If you have a hard time making it through my effort to say something good about Arabian Nights, you'll appreciate my less complicated but no more enthusiastic endorsement of Mr. Jealousy. I saw Kicking and Screaming in college, enjoyed it, but liked Chris Eigeman better in Whit Stillman films. The Squid and the Whale was bad enough to make me never want to say anything good about Kicking and Screaming again, but there I was at the library, looking at Mr. Jealousy, and here I am and here it is.

You can see why Wes Anderson recruited Noah Baumbach to help write screenplays, why Woody Allen fans probably like him, and why Baumbach still gets paid to direct. That isn't all meant to be negative. Mr. Jealousy begins with a 15-year old version of Eric Stoltz taking his date to The Rules of the Game while the soundtrack to Jules and Jim plays behind them, and that pretty much sums up the rest of the picture. Both witty and smarmy, it's funniest when the jokes approach slapstick and center more on a sudden camera pan than anything anyone has to say.
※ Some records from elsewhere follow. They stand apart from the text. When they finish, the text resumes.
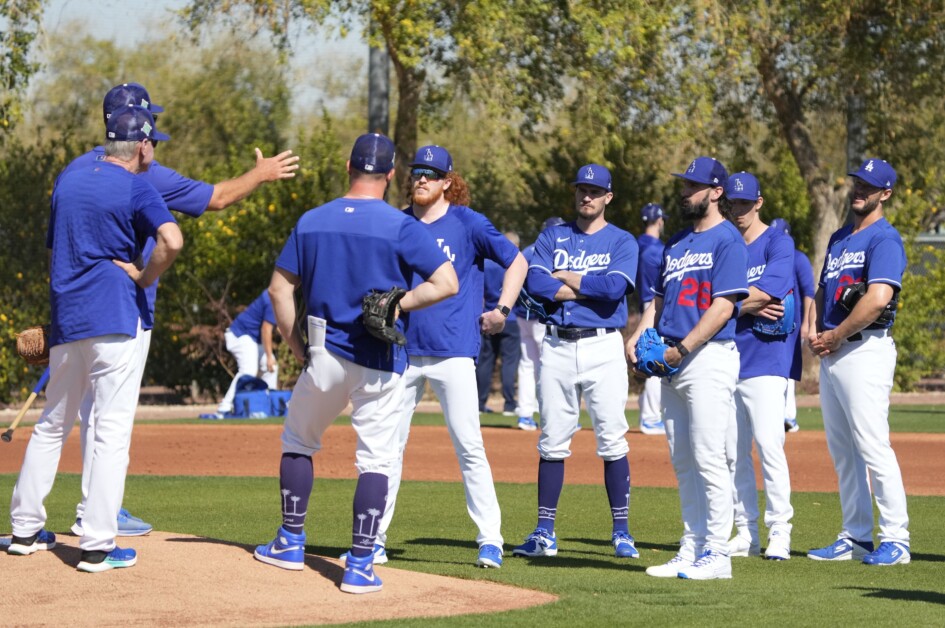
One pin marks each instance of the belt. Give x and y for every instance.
(577, 333)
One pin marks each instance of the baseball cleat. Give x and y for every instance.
(779, 545)
(129, 525)
(742, 547)
(527, 423)
(489, 556)
(97, 561)
(359, 575)
(24, 546)
(710, 566)
(842, 549)
(287, 551)
(889, 553)
(652, 428)
(624, 545)
(670, 569)
(538, 543)
(380, 555)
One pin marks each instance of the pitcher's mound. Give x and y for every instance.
(183, 580)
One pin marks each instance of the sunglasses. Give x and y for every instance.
(430, 175)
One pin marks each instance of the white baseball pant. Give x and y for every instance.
(453, 380)
(109, 365)
(697, 406)
(758, 417)
(594, 368)
(855, 383)
(531, 333)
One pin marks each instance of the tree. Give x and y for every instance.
(19, 23)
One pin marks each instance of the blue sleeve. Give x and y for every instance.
(181, 194)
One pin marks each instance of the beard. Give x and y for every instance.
(867, 208)
(693, 212)
(426, 196)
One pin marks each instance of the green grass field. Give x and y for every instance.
(432, 533)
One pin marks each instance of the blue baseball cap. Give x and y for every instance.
(705, 170)
(781, 225)
(128, 94)
(433, 157)
(876, 172)
(554, 221)
(651, 212)
(132, 123)
(593, 174)
(743, 186)
(373, 153)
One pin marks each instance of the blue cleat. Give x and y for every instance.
(624, 545)
(538, 543)
(98, 561)
(842, 549)
(889, 553)
(287, 551)
(24, 546)
(489, 556)
(359, 575)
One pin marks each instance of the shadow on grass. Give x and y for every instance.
(932, 597)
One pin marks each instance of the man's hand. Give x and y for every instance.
(492, 322)
(282, 166)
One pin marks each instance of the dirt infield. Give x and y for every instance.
(222, 585)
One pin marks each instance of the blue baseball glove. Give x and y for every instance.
(650, 351)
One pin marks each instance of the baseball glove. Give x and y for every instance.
(33, 344)
(380, 312)
(650, 355)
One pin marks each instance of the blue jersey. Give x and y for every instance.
(251, 319)
(697, 268)
(648, 269)
(181, 194)
(771, 270)
(450, 328)
(99, 213)
(803, 289)
(874, 255)
(607, 259)
(344, 249)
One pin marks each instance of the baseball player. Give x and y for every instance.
(101, 215)
(338, 253)
(804, 290)
(648, 273)
(763, 330)
(587, 268)
(858, 360)
(506, 343)
(531, 335)
(443, 340)
(703, 276)
(249, 340)
(184, 196)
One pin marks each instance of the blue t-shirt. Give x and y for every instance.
(99, 213)
(450, 328)
(803, 289)
(181, 194)
(344, 249)
(874, 255)
(697, 268)
(251, 319)
(607, 259)
(648, 268)
(771, 270)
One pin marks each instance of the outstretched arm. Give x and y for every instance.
(282, 166)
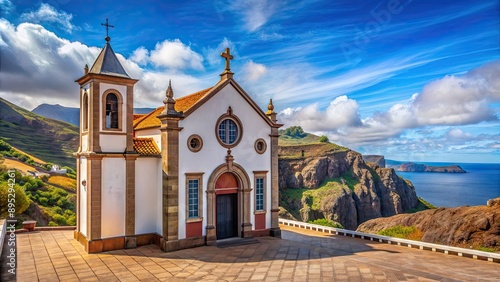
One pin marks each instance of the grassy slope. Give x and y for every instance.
(51, 140)
(292, 147)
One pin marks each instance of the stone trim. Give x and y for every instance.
(260, 143)
(130, 196)
(258, 175)
(200, 143)
(94, 202)
(194, 176)
(119, 97)
(244, 208)
(230, 116)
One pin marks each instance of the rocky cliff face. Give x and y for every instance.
(477, 226)
(413, 167)
(366, 190)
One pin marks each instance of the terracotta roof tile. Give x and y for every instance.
(136, 116)
(182, 104)
(146, 147)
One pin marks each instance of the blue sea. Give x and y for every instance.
(481, 183)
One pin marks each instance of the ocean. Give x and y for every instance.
(481, 183)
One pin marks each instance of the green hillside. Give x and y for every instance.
(295, 143)
(51, 140)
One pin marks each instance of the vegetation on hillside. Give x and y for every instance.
(8, 151)
(54, 205)
(314, 199)
(44, 138)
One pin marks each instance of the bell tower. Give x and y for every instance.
(106, 156)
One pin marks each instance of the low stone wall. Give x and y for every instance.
(474, 254)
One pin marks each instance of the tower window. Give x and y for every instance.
(228, 129)
(85, 117)
(111, 111)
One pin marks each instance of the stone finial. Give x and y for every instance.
(169, 101)
(229, 160)
(227, 70)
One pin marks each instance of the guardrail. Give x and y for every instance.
(461, 252)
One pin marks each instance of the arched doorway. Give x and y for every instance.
(226, 209)
(242, 191)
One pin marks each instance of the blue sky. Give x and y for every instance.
(412, 80)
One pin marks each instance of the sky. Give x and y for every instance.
(410, 80)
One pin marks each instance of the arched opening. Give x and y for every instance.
(85, 110)
(111, 111)
(226, 219)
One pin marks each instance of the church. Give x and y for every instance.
(198, 169)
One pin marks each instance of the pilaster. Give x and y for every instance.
(170, 172)
(275, 230)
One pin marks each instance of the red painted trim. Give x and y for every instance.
(193, 229)
(226, 191)
(260, 221)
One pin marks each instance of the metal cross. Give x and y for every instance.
(107, 25)
(226, 55)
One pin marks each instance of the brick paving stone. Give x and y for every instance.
(302, 255)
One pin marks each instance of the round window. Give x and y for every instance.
(260, 146)
(228, 131)
(195, 143)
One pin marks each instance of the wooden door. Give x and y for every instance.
(227, 216)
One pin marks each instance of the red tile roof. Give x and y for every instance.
(181, 105)
(146, 147)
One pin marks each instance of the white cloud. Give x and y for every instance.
(47, 13)
(174, 54)
(450, 101)
(341, 113)
(458, 134)
(213, 54)
(253, 71)
(6, 6)
(140, 56)
(39, 67)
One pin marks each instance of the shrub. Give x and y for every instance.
(323, 139)
(22, 201)
(59, 219)
(295, 131)
(43, 201)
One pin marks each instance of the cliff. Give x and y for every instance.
(349, 192)
(468, 227)
(377, 159)
(414, 167)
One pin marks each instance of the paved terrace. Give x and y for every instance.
(302, 255)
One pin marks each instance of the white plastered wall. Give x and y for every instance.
(203, 122)
(82, 214)
(113, 143)
(113, 197)
(147, 184)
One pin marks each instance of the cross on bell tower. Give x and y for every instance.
(227, 71)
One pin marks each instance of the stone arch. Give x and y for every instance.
(244, 188)
(119, 109)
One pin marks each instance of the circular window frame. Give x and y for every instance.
(264, 146)
(229, 115)
(200, 140)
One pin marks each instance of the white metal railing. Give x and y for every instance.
(475, 254)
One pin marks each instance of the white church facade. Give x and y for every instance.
(200, 168)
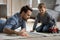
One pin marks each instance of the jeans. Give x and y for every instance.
(44, 28)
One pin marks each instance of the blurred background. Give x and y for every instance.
(10, 7)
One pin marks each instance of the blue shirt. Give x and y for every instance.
(14, 22)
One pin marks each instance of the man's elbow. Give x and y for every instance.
(7, 31)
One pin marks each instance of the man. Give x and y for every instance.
(18, 20)
(47, 20)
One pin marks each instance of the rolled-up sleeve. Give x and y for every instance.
(23, 24)
(10, 23)
(35, 23)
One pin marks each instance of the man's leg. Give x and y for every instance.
(39, 29)
(46, 28)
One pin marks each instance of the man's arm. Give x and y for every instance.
(20, 33)
(35, 24)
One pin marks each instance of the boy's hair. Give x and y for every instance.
(41, 5)
(25, 9)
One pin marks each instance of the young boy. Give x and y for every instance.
(43, 17)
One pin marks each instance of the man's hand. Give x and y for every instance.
(32, 31)
(23, 34)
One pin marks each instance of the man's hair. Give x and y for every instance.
(41, 5)
(25, 9)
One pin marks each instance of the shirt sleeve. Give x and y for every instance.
(52, 20)
(10, 23)
(35, 23)
(23, 24)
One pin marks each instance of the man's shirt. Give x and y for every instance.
(46, 19)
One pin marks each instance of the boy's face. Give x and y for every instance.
(42, 10)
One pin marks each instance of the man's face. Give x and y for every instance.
(27, 15)
(42, 10)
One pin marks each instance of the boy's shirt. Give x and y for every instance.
(46, 19)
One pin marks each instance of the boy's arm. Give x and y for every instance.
(35, 24)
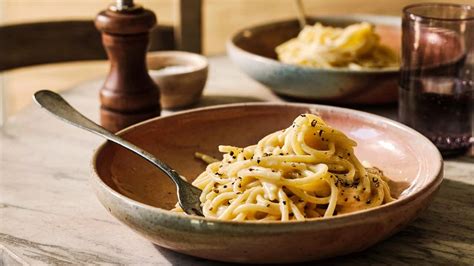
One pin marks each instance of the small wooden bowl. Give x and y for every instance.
(140, 196)
(181, 77)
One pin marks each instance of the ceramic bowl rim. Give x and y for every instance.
(340, 220)
(199, 62)
(387, 20)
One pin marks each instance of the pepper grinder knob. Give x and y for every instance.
(128, 95)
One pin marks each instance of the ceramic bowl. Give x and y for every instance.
(181, 77)
(140, 196)
(253, 50)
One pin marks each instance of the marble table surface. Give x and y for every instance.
(49, 213)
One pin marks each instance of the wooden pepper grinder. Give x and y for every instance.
(128, 95)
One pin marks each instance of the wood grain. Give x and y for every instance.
(49, 213)
(61, 41)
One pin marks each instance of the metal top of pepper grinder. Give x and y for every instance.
(128, 95)
(124, 6)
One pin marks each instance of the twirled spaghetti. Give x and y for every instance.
(308, 170)
(355, 47)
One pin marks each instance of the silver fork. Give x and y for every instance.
(188, 195)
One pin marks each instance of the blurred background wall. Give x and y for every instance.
(221, 18)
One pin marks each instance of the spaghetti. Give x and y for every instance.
(355, 47)
(308, 170)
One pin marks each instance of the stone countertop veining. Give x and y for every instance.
(50, 215)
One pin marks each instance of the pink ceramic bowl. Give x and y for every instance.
(140, 196)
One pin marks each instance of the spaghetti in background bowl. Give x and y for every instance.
(140, 196)
(253, 50)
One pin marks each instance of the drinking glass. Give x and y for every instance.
(437, 73)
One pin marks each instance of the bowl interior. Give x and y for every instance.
(262, 40)
(161, 59)
(409, 159)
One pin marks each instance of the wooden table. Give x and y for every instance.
(49, 214)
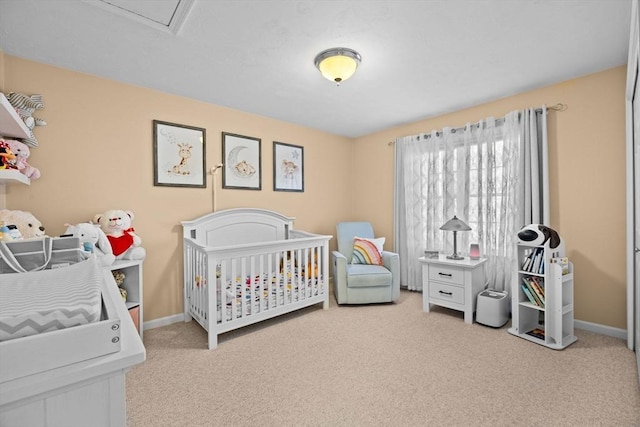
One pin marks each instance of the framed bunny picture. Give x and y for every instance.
(288, 167)
(179, 155)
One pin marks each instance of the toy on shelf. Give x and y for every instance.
(92, 240)
(538, 234)
(25, 106)
(7, 157)
(22, 153)
(125, 243)
(118, 276)
(27, 224)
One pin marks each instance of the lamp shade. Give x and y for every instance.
(455, 224)
(338, 64)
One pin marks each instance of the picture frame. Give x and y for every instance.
(179, 155)
(242, 160)
(288, 167)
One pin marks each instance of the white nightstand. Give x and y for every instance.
(453, 284)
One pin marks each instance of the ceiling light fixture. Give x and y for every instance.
(338, 63)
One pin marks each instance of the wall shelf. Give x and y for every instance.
(8, 176)
(11, 125)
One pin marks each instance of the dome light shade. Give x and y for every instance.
(337, 64)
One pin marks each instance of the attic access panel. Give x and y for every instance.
(166, 15)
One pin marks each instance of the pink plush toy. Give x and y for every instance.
(22, 152)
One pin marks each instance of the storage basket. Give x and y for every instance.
(38, 254)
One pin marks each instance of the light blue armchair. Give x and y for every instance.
(363, 283)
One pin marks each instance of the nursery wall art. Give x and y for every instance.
(242, 162)
(288, 167)
(179, 155)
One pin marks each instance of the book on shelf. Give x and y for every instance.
(537, 332)
(538, 285)
(528, 294)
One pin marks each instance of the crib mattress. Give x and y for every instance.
(50, 300)
(284, 290)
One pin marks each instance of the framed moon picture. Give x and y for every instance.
(178, 155)
(288, 167)
(241, 157)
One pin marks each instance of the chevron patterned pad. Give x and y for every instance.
(44, 301)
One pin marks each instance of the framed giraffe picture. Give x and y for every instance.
(179, 155)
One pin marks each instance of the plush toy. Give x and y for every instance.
(93, 240)
(125, 243)
(22, 153)
(25, 105)
(119, 277)
(28, 225)
(538, 234)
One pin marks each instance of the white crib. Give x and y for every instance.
(260, 266)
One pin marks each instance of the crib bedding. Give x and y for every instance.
(257, 266)
(44, 301)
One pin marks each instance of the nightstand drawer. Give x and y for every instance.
(446, 274)
(446, 292)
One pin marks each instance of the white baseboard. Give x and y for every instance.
(163, 321)
(601, 329)
(578, 324)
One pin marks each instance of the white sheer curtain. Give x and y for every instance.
(477, 173)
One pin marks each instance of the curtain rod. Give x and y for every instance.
(558, 107)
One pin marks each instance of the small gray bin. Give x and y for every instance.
(492, 308)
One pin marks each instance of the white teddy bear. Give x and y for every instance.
(93, 240)
(125, 243)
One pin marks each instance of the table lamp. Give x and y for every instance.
(455, 225)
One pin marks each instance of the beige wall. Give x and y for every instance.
(587, 181)
(96, 154)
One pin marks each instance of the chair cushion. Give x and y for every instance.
(364, 275)
(367, 251)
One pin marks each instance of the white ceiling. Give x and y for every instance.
(419, 58)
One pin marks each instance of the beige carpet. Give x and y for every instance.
(379, 365)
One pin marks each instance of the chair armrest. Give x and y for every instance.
(391, 261)
(339, 276)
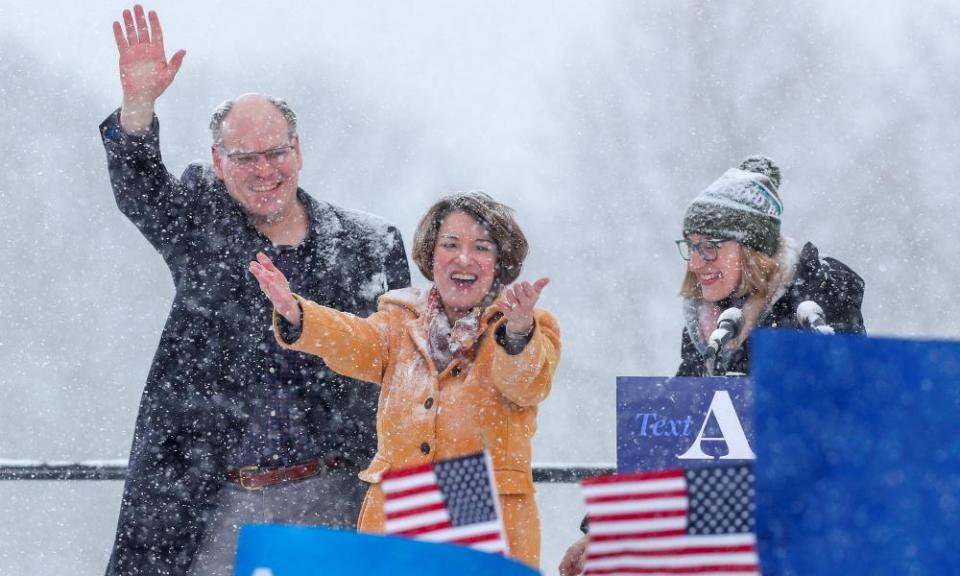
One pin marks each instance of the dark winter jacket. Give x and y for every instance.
(828, 282)
(211, 354)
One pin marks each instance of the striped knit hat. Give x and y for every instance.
(741, 205)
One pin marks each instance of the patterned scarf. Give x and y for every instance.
(448, 342)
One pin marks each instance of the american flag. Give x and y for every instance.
(673, 522)
(452, 501)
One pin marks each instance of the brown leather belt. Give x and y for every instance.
(254, 478)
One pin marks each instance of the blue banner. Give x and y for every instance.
(270, 550)
(665, 423)
(858, 457)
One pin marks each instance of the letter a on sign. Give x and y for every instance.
(731, 432)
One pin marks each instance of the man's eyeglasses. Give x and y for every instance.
(708, 249)
(273, 156)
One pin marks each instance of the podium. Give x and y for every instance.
(273, 550)
(665, 423)
(858, 456)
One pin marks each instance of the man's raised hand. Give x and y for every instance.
(145, 72)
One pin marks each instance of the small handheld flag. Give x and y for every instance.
(698, 521)
(452, 501)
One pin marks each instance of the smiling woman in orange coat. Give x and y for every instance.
(462, 365)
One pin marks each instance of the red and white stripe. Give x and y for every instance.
(415, 508)
(638, 525)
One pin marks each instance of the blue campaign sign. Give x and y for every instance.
(858, 456)
(665, 423)
(272, 550)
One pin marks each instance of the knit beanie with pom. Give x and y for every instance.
(741, 205)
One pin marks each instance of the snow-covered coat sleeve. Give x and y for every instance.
(352, 346)
(525, 378)
(834, 286)
(156, 201)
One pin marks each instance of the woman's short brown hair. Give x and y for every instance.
(498, 220)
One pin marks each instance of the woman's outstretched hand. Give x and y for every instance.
(275, 286)
(517, 302)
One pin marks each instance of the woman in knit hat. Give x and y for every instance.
(738, 259)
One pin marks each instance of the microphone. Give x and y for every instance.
(728, 326)
(810, 317)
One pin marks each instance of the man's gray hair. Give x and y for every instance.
(220, 114)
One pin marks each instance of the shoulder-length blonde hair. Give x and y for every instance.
(759, 278)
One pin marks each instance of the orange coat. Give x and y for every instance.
(424, 415)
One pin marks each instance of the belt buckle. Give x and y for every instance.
(241, 476)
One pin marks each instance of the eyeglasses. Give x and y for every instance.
(273, 156)
(708, 249)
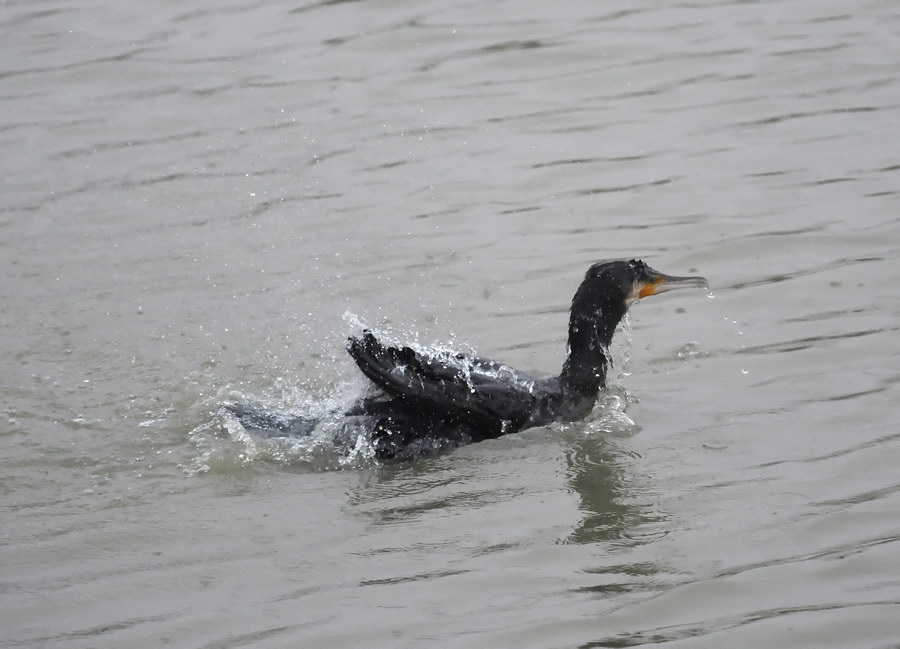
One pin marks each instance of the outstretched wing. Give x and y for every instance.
(459, 385)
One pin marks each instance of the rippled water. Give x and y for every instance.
(193, 194)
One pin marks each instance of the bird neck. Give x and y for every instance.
(592, 323)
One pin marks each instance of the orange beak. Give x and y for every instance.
(660, 283)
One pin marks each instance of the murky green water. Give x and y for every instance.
(195, 194)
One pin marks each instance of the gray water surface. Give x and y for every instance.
(201, 200)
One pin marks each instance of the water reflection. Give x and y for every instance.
(600, 474)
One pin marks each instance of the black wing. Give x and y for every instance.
(481, 390)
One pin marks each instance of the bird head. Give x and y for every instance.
(629, 281)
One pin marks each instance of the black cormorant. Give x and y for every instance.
(457, 398)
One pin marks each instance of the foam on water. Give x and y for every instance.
(223, 445)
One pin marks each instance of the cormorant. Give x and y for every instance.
(457, 398)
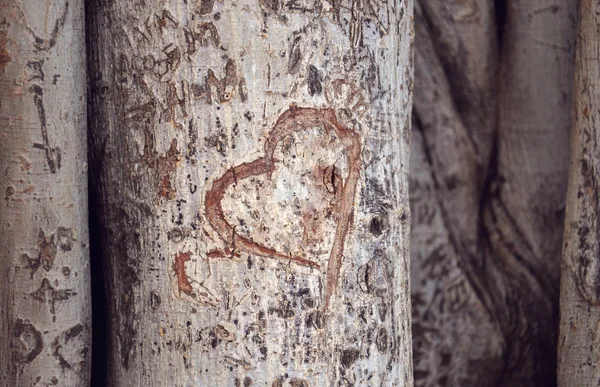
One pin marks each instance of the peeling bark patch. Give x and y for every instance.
(293, 120)
(183, 283)
(225, 89)
(49, 295)
(53, 155)
(314, 80)
(27, 341)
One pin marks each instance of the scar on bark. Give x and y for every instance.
(226, 88)
(183, 283)
(43, 44)
(53, 155)
(291, 121)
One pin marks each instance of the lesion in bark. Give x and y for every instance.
(292, 121)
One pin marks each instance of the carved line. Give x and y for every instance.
(42, 44)
(293, 120)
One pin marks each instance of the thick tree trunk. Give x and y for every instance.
(578, 350)
(251, 164)
(488, 178)
(44, 254)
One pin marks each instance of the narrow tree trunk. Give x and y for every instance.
(251, 160)
(488, 178)
(44, 254)
(579, 340)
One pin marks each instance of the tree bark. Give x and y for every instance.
(578, 355)
(45, 312)
(251, 164)
(488, 177)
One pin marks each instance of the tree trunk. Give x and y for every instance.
(578, 355)
(251, 164)
(45, 318)
(488, 177)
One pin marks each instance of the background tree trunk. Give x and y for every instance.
(578, 356)
(488, 179)
(45, 306)
(251, 165)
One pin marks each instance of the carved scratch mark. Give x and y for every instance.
(53, 155)
(4, 55)
(225, 88)
(48, 294)
(43, 44)
(27, 341)
(183, 283)
(293, 120)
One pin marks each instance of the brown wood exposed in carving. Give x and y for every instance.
(295, 119)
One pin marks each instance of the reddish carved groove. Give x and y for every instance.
(293, 120)
(183, 283)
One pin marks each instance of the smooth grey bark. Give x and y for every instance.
(488, 180)
(251, 162)
(45, 306)
(578, 349)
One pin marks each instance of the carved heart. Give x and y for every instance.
(292, 121)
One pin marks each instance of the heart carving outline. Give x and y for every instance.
(295, 119)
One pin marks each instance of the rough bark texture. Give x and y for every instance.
(251, 164)
(488, 174)
(578, 351)
(44, 253)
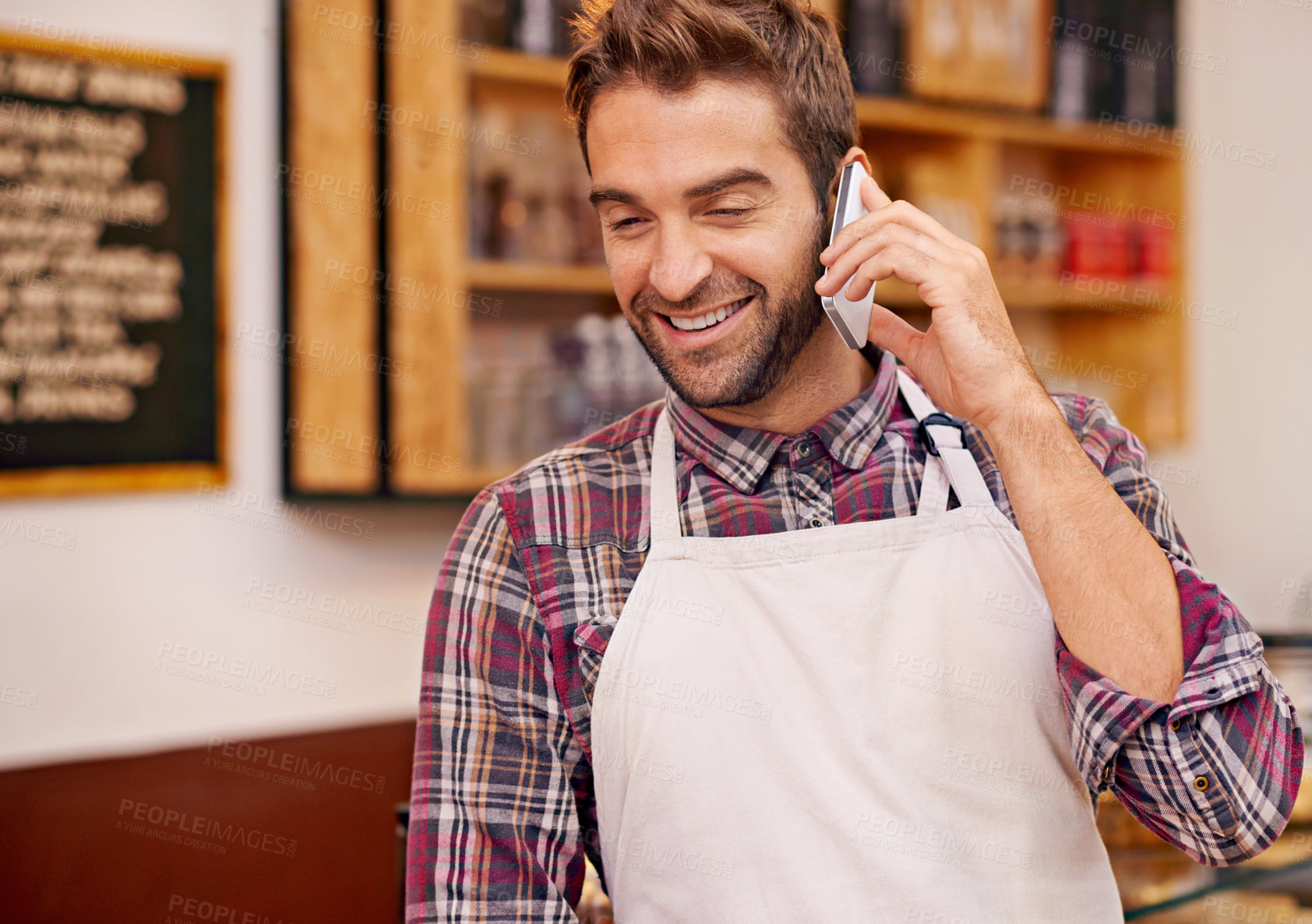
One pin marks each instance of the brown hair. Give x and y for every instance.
(788, 50)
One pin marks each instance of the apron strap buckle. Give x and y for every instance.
(936, 429)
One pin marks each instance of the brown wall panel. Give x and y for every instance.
(427, 249)
(333, 203)
(74, 849)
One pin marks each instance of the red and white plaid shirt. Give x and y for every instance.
(535, 577)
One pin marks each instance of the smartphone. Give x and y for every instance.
(851, 318)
Or maybe it's just me, and I still have a soft spot for this stuff in spite of myself. But Bogdanovich as a therapist two years before The Sopranos? Eigeman as "Dashiell Frank," the hottest new thing in fiction? The sweet-natured moralism at the heart of the movie - try to be a better person for the sake of those who love you - is innocent enough, and one can always do worse than a romance.